History Of Modern


This is my blog about AR and food :) Posts range from recipes, information about the food we eat, petitions, pictures. The videos posted will be from a range of animal rights organisations but I do not have any affiliation with any of them. They are simply resources. Please reblog or repost any petitions that are posted on here to spread the word, every bit counts!

Vitamin A

In a new series I am starting on here, I will be talking about nutrition for vegetarians/vegans. First off I shall go through the vitamins in alphabetical order. Todays post is Vitamin A! 

What is Vitamin A?

Vitamin A is also known as Retinol. It is a fat soluble vitamin that helps to keep many parts of our body healthy including our:

  • skin
  • teeth
  • skeletal tissue
  • mucus membranes

It also produces pigments in the retina of our eyes (hence the name Retinol) 

What food sources contain Vitamin A?

You can only find pre-formed vitamin A in animal based sources.
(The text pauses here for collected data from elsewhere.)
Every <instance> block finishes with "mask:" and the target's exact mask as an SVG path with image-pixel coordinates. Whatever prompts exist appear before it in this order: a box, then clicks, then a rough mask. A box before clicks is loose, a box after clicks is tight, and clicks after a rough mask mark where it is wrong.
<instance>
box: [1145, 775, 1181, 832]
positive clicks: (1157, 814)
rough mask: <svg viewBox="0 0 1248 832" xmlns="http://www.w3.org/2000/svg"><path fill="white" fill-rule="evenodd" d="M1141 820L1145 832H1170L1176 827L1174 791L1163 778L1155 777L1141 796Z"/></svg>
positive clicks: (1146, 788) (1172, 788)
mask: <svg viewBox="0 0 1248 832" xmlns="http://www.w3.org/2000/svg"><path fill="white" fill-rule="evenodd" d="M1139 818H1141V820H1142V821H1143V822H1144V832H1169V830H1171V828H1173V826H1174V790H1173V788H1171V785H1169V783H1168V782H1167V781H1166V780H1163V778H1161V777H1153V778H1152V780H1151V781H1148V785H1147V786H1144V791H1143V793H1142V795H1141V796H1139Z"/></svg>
However do not fear as veg*ans can easily get their daily amount from plants. Our bodies are clever and can convert carotenoids into vitamin A. Carotenoids are naturally occurring pigments. They are (in most part) responsible for all the vibrant colours that our fruits and vegetables come in. The carotenoid that is most common in our diets is beta-carotene. 
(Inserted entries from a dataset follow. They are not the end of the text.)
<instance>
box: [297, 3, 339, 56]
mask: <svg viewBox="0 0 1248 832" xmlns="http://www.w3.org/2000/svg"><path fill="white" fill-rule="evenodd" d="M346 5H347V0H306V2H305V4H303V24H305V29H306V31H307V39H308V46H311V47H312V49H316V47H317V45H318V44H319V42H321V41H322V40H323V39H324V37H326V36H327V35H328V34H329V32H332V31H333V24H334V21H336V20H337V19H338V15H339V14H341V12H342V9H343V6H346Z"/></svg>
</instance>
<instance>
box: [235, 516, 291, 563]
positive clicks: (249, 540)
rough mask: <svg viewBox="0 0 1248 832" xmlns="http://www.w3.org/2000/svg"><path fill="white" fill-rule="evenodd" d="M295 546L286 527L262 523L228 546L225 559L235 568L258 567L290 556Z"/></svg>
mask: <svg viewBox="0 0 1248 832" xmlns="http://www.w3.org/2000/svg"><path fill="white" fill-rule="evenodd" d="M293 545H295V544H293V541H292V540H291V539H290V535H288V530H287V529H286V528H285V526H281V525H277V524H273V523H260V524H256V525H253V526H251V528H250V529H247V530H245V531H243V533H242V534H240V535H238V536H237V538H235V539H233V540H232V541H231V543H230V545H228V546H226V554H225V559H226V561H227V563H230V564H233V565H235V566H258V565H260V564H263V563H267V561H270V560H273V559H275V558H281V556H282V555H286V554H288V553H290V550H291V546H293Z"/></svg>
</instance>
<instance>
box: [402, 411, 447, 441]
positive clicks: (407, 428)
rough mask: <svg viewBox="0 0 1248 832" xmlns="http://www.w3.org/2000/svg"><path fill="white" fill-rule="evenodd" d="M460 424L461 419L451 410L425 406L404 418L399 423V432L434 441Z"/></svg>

Carrots, pink grapefruit, apricots, mangoes, cantaloupe, squash, sweet potatoes, spinach, kale, broccoli, asparagus, peas, sour cherries, to name a few are all good sources of beta-carotene.

Your mum was right, carrots do help you see in the dark!

A general rule is the brighter the colour of the fruit or vegetable, the higher the beta-carotene content.

What is the Dietary Reference Intake (DRI) of Vitamin A?

The DRI is 900 RAE for men and 700 RAE for women. RAE means Retinol Activity Equivalents (which is just fancy science talk and is equivalent to 900/700 μg)

Some examples of how much you can get from certain fruits and vegetables:

(All are per 100g of each food)

  • Carrots - 835 μg
  • Sweet Potatoes - 709 μg
  • Kale - 681 μg
  • Spinach - 469 μg
  • Pumpkin - 400 μg
  • Cantaloupe - 169 μg
  • Apricot - 96 μg

There is a nice chart on this site: http://whfoods.org/genpage.php?dbid=106&tname=nutrient just scroll down to “Food Sources”

Any side effects?

Deficency can lead to a weaker immmune system and poorer vision. 

Over consumption will not harm you in a serious way if you are veg*an because our sources are from beta-carotene. The side effect of too much beta-carotene is carotenodermia, which is when our skin starts to turn a yellowish tint. It can easily be reversed by stopping the over consumption of beta-carotene. 

And thus ends vitamin A! I hope you enjoyed it and the next addition will be B1.